On the other hand, examples of “communities of action”, true communities that exist in today’s reality, can be found in cyberspace. An example is Wikipedia, where humans co-operate in order to produce a world repository of knowledge. Another one is F/OSS, where software is produced for the world by means of co-operation. Also online communication and co-operation frequently results in offline action, as for example the phenomenon of cyberprotest shows. Probably the best example in this respect is that the movement for alternative globalization co-ordinates most of its protest actions with the help of the Internet and documents actions on the alternative online news platform Indymedia. There is a minor faction of blogs devoted to co-operation by helping to bring about a new way of thinking as an underpinning for political action in a global society. Examples are anti-war blogs. From a sociological, techno-social-systems point of view, these undertakings in peer production show that there are possibilities for transcending networked individualism and for realizing “networked communities” or “community networks”, as Gurstein [
43] puts it. But these possibilities are islands of an alternative reality that point to the level of co-operation, albeit under the prevalence of the communicative and cognitive restraints of networked individualism and an overall competitive society that is based on egotism, accumulation, and heteronomy. These islands might become spearheads of a transition to a Web 3.0 that enables and empowers communities such that a reorganization of today’s societies into a Global Sustainable Information Society can be envisaged. They might turn out as anticipations of a future development only after this development happened to come true. So far they manifest what is possible today and desirable for tomorrow too. The future is open due to the complexity and indeterminacy of human behaviour. Therefore, potentials are first of all unrealized, they can remain potentials forever if humans do not consciously act in fundamentally transformative ways. The negative potentials of the Web that predominate today are likely to be outcomes of the Web because we live in a predominantly competitive society. Alternative developments are much more unlikely because they require societal transformations and do not automatically emanate from a Web that is shaped by the existing society. The emergence of a co-operative Web is not a technological issue, but one that requires the transformation of society.

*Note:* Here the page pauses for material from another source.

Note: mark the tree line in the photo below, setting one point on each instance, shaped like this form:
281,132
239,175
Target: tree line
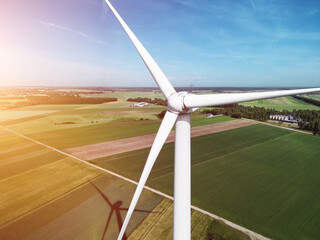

Thus, we want to conclude: in principle, the World Wide Web, as the Internet at all, by virtue of its technical qualities, has the potential for transforming societies into networked communities so that it can advance from the cognitive and communicative levels of information generation towards the co-operative level, on which the collective intelligence of humanity might facilitate the collective action needed for the survival of mankind. Whether or not this will come true and Web 3.0 will look alike, is up to the forces that shape technology nowadays and will be determined by the outcome of social struggles that shape techno-social systems.